[c-nsp] IPSEC Remote access to MPLS VPN
ar
ar_djp at yahoo.com
Thu Feb 16 04:12:18 EST 2012
Thanks Jeff.
This is good info.
What if different clients has overlapping IPs on the mpls vpns? How do you break this from ASA?
I managed to setup on GNS3 a 7200 vpn concentrator running as MPLS PE at the same time.
I'll just need to test different vpn profiles terminating to different vrfs.
Now what I need is how I can setup a "site-to-site" and "dynamic-map" crypto maps together on one external public interface.
________________________________
From: Jeff Kell <jeff-kell at utc.edu>
To: ar <ar_djp at yahoo.com>
Cc: cisco-nsp <cisco-nsp at puck.nether.net>
Sent: Wednesday, February 15, 2012 8:18 AM
Subject: Re: [c-nsp] IPSEC Remote access to MPLS VPN
On 2/15/2012 3:09 AM, ar wrote:
> I would like to setup a remote access IPSEC/SSL VPN then maps to MPLS VPN/VRFs.

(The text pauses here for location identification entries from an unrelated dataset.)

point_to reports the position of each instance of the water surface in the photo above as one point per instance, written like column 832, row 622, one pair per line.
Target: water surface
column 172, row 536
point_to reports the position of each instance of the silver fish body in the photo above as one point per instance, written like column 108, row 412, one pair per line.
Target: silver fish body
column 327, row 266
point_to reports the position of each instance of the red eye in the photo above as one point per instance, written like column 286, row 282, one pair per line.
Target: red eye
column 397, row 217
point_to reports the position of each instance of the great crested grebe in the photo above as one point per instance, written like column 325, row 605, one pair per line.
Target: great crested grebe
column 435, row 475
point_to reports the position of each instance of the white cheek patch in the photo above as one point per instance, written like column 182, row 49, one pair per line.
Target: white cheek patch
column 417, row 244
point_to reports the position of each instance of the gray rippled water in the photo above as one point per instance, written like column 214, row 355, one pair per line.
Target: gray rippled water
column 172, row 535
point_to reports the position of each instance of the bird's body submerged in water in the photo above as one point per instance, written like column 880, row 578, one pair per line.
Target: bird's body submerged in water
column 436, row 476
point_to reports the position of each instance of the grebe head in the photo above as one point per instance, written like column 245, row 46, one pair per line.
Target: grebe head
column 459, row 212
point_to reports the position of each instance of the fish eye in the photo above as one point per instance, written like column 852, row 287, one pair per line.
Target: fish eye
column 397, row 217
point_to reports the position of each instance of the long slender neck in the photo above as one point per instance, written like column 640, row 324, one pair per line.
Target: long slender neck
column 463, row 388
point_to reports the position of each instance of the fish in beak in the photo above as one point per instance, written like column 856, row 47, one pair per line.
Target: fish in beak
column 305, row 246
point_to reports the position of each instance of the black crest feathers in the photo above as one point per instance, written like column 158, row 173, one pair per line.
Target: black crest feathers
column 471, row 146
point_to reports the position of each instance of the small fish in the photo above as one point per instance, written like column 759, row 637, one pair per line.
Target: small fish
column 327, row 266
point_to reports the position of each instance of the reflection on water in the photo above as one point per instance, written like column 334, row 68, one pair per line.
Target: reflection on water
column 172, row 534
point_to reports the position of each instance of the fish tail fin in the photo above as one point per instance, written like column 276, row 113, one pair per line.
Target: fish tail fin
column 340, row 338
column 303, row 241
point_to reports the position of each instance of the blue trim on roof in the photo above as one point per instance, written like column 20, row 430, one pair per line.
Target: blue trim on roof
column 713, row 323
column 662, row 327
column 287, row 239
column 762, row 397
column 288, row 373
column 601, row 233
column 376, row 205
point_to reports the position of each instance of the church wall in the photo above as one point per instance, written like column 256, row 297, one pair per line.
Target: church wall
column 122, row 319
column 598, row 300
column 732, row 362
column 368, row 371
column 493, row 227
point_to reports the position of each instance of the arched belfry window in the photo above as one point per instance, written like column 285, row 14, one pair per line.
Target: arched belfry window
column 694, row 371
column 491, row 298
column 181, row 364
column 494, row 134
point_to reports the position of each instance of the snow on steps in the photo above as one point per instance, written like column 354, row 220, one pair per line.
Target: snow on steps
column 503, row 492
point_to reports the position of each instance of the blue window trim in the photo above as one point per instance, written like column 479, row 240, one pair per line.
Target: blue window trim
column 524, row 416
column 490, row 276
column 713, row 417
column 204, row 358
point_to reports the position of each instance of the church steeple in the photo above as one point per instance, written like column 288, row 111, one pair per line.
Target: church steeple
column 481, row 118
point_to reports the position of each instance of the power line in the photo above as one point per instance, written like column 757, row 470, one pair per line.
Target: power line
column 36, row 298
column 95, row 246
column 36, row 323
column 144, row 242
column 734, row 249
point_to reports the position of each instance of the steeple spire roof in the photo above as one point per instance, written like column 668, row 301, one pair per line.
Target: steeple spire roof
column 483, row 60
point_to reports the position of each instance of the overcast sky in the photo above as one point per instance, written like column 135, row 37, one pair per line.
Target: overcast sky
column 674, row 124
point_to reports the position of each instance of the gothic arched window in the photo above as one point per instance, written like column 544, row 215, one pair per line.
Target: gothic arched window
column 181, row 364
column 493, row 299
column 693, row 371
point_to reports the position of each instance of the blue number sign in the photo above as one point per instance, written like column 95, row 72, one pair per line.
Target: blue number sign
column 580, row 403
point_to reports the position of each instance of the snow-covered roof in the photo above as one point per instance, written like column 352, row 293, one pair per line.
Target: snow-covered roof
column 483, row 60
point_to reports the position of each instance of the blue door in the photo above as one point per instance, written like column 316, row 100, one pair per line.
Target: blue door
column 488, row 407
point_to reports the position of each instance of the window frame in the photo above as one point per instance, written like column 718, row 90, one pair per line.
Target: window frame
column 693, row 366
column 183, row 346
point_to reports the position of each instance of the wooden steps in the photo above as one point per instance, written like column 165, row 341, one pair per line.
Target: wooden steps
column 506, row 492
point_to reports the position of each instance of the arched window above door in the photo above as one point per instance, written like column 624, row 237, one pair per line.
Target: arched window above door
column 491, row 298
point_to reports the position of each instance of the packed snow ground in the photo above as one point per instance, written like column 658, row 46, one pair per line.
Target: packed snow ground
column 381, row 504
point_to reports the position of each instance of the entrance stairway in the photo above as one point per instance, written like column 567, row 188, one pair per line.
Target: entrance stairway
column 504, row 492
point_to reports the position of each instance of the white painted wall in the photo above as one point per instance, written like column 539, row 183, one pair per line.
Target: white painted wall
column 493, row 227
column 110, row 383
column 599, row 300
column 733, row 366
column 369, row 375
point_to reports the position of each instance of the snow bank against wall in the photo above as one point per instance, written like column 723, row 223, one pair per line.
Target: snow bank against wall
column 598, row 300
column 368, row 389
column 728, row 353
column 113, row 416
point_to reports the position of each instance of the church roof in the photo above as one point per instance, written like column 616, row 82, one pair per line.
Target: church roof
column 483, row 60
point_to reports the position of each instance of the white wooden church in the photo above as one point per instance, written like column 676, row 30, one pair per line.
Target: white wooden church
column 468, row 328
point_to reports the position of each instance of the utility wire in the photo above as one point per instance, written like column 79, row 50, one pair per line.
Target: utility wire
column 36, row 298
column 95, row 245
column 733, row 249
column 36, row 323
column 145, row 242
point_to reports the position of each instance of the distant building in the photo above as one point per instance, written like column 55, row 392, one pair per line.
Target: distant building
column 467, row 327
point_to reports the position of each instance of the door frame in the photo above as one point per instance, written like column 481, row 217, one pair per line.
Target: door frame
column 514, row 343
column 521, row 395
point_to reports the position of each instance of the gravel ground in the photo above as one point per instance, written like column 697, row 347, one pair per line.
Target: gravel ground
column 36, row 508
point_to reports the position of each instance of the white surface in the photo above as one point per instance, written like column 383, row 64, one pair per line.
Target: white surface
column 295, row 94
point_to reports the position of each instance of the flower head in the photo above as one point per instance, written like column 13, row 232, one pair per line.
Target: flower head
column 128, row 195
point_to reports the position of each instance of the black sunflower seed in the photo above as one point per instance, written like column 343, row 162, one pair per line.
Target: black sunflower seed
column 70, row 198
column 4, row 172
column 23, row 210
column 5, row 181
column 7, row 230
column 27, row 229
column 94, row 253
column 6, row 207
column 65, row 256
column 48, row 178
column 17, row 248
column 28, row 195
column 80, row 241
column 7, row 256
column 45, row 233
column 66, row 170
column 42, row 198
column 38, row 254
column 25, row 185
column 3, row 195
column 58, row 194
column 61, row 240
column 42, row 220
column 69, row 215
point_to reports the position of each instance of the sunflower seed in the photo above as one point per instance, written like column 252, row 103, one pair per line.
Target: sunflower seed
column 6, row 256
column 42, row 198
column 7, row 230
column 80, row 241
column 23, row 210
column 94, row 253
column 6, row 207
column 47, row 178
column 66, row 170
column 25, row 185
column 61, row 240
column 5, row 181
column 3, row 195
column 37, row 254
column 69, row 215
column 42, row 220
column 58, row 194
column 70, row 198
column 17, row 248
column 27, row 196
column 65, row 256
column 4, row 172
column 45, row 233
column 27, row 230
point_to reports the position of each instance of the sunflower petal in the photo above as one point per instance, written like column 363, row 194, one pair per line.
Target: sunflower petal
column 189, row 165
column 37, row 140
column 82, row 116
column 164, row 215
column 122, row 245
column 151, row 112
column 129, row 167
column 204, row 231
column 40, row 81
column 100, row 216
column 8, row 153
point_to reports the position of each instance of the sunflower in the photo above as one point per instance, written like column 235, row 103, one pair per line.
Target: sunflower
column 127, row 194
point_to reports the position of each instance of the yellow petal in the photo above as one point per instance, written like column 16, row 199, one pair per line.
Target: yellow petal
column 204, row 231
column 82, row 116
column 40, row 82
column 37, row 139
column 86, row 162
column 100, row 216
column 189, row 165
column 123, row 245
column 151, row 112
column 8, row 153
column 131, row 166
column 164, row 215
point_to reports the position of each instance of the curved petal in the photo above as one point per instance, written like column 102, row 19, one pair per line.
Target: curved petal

> I'm thinking of using 7206VXR as the concentrator/PE for this.
> Remote clients will use cisco/microsoft vpn clients.
> Site-to-site vpn will be supported too.
I'm sure there are numerous 7206 options...
At the Catalyst level (6500/7600) we have used ASAs to terminate
different VPN profiles, and point the default inside gateway to a 6500
SVI interface configured for "VRF Selection using Policy-Based
Routing". The SVI is configured as "ip vrf receive <vrfname>" for each
VRF you have a VPN profile. You then use policy-based routing to
"match" the traffic by profile, and "set VRF / set global" accordingly.
The ASA essentially has no clue about the VRFs, the 6500 does the split.
For site-to-site, you need a similar "split" on the other end, if you
are running more than one VRF over the link.